From California to New York, a wave of antisemitic attacks has broken out in communities over the last two weeks, leaving officials in law enforcement and government scrambling to confront the domestic ripple effects of the recent outbreak in violence between Israel and Hamas.
The violence and abhorrent rhetoric has come both in-person and online. The Anti-Defamation League said that in the week after the fighting erupted, it received 193 reports of possible antisemitic violence, up from 131 the week before. On Twitter, the group said, it found more than 17,000 tweets using variations of the phrase “Hitler was right” between May 7 and May 14.

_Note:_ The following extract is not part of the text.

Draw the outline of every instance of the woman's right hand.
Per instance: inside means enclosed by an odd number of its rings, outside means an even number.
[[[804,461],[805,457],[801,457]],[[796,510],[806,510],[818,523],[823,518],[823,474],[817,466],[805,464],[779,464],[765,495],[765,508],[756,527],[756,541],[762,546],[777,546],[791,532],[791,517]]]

“We are witnessing a dangerous and drastic surge in anti-Jewish hate,” the group’s CEO, Jonathan Greenblatt, said in a statement last week just ahead of the cease-fire announced between Israel and Hamas. He added: “To those who choose to indulge in age-old antisemitic tropes, exaggerated claims, and inflammatory rhetoric, it has consequences: attacks in real life on real people targeted for no other reason than they are Jewish. This is antisemitism, plain and simple. And it’s indisputably inexcusable in any context.”
A cease-fire on Thursday brought an end, however tenuous, to fighting that left more than 230 Palestinians dead in Gaza, and killed at least 12 people in Israel. Yet despite the break in violence, several of the nation’s most prominent Jewish organizations are warning that repercussions for Jews in the United States could be long-lasting.